Lembang Jadi Kecamatan dengan Penanganan Terbanyak
Pelaksana tugas Kepala Dinas Pekerjaan Umum dan Penataan Ruang (PUPR) Kabupaten Bandung Barat Fauzan Azima di Bandung, Kamis, mengatakan program tersebut merupakan tindak lanjut arahan Bupati berdasarkan hasil pemetaan kondisi jalan rusak serta aspirasi masyarakat.
"Betul sesuai arahan Pak Bupati Jeje, dan sesuai yang disampaikan Pak Bupati sebelumnya, ada perbaikan 34 ruas jalan dan satu jembatan," katanya.
Fauzan menyebut Kecamatan Lembang menjadi wilayah dengan penanganan terbanyak, yakni delapan ruas jalan yang akan diperbaiki dalam program tersebut. Perbaikan ini merupakan upaya meningkatkan kualitas infrastruktur sekaligus menjawab kebutuhan masyarakat terhadap akses transportasi yang lebih baik.
Pengerjaan Bertahap Mulai Akhir Juni 2026
Pelaksanaan pekerjaan perbaikan infrastruktur dilakukan secara bertahap mulai akhir Juni 2026 dan ditargetkan selesai pada September 2026.

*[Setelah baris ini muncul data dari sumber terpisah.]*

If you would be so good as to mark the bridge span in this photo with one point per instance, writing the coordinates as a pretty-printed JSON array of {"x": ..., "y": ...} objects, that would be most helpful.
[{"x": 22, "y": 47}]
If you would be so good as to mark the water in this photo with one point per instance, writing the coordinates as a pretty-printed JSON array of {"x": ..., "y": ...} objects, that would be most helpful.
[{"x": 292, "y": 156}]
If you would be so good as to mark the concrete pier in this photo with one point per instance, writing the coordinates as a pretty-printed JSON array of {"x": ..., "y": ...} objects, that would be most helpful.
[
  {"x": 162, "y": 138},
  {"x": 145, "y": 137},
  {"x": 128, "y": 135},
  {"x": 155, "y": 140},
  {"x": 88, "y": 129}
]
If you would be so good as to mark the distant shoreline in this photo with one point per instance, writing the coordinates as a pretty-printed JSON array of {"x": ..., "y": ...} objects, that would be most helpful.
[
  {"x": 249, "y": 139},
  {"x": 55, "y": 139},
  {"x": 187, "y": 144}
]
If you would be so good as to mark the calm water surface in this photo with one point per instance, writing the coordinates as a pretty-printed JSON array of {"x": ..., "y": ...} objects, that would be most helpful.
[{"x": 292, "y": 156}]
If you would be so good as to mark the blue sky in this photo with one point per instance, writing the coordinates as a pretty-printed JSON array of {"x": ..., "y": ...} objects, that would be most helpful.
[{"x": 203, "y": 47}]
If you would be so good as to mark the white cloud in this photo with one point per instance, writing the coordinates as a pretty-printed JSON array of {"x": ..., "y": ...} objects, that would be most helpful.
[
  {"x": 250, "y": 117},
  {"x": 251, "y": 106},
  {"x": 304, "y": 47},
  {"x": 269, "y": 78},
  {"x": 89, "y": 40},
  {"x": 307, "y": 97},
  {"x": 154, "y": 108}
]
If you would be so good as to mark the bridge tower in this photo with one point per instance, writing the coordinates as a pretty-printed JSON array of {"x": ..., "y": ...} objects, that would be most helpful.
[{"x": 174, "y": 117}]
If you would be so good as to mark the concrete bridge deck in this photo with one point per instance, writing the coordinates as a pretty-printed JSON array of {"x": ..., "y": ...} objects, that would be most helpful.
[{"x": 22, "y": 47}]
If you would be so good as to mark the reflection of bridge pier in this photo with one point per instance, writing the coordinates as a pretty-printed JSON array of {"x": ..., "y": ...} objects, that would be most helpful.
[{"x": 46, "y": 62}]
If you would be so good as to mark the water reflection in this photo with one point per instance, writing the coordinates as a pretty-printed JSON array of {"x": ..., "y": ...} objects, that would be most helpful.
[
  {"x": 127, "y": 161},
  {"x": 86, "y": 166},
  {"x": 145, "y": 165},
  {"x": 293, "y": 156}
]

"Jadi sesuai jadwal, pengerjaannya bertahap mulai akhir Juni hingga bulan September 2026, saat ini sedang berproses untuk tahap pelaksanaannya," ujarnya.

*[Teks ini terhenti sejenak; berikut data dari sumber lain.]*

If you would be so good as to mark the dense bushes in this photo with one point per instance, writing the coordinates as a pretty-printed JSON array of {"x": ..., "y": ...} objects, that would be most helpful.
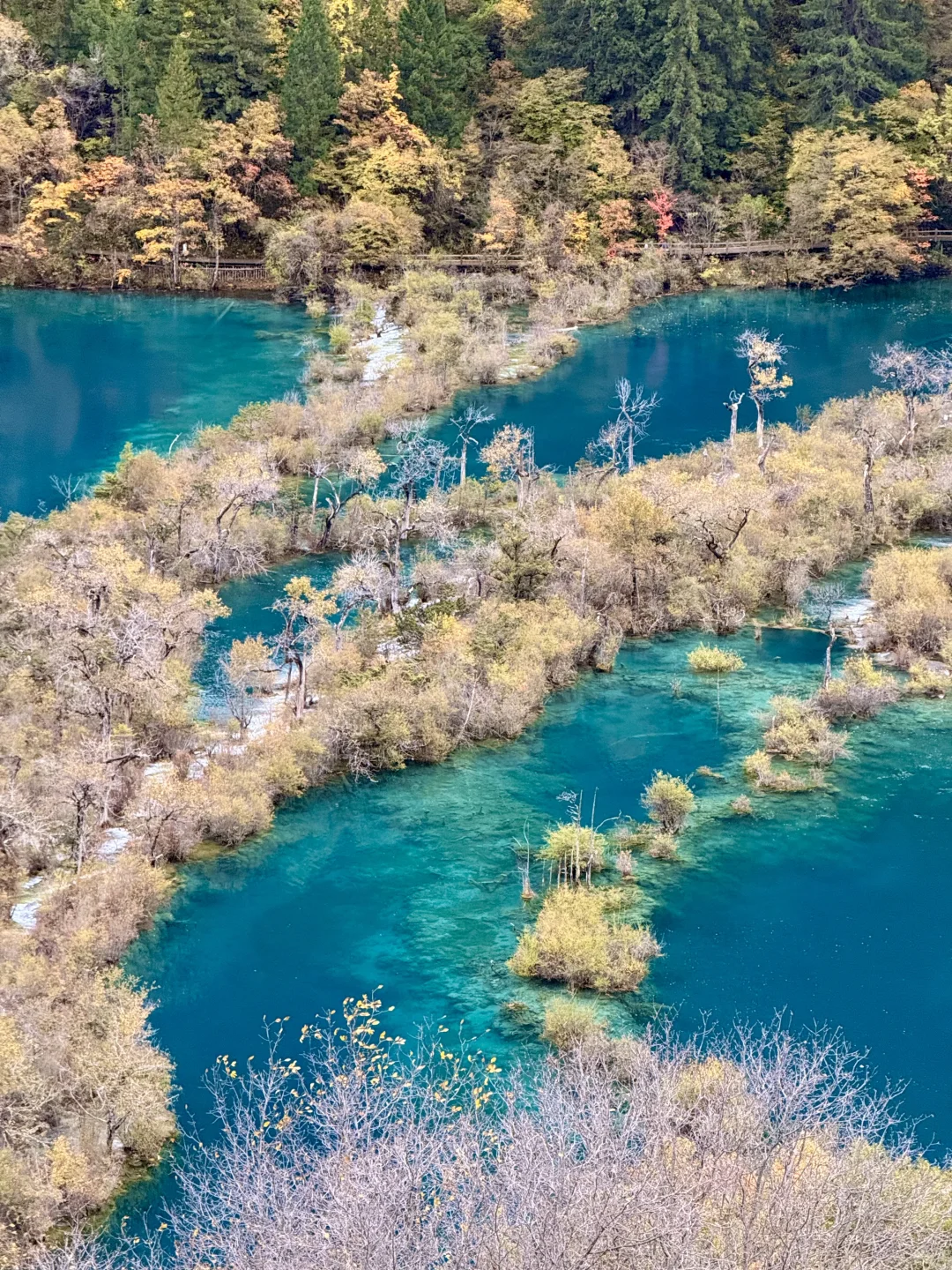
[{"x": 762, "y": 1151}]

Perbaikan infrastruktur tersebut tersebar di 14 kecamatan, yaitu Batujajar, Cihampelas, Cikalongwetan, Cililin, Cipeundeuy, Cipongkor, Cisarua, Gununghalu, Lembang, Ngamprah, Parongpong, Rongga, Saguling, dan Sindangkerta.
Sudah Dicanangkan, Manfaat Diharapkan Segera Terasa
Fauzan mengatakan perbaikan infrastruktur tersebut sudah dimatangkan dan akan segera dilakukan guna mempercepat akses infrastruktur yang merata bagi masyarakat.

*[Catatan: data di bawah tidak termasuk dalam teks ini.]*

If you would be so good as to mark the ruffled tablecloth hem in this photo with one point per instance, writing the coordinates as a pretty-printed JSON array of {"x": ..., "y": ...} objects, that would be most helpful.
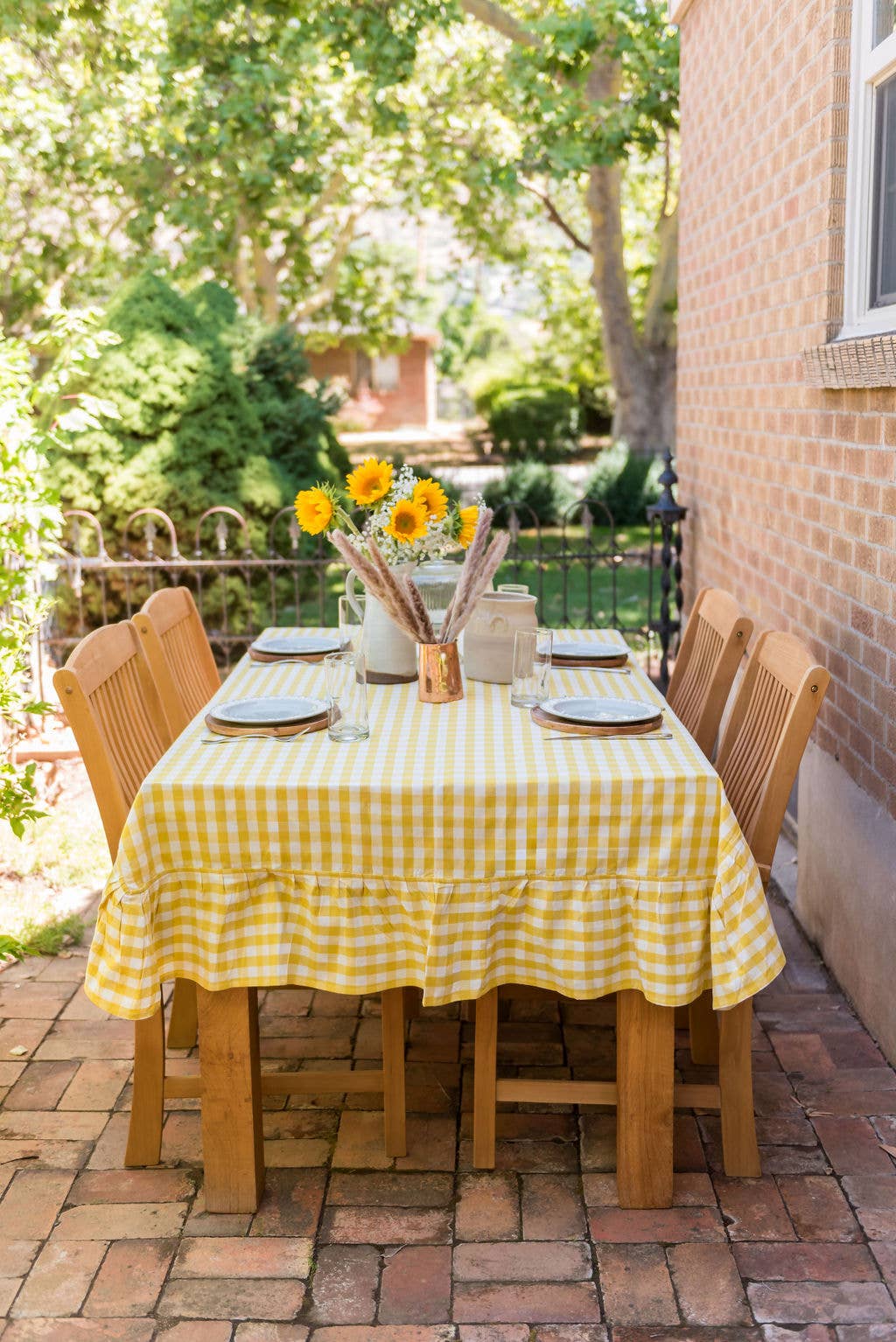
[{"x": 584, "y": 937}]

"Sudah dicanangkan dan segera dilaksanakan agar dapat dirasakan secara langsung manfaatnya oleh masyarakat," katanya.
Ia berharap seluruh pekerjaan dapat berjalan sesuai jadwal sehingga manfaatnya segera dirasakan masyarakat melalui meningkatnya kelancaran mobilitas dan konektivitas antar-wilayah.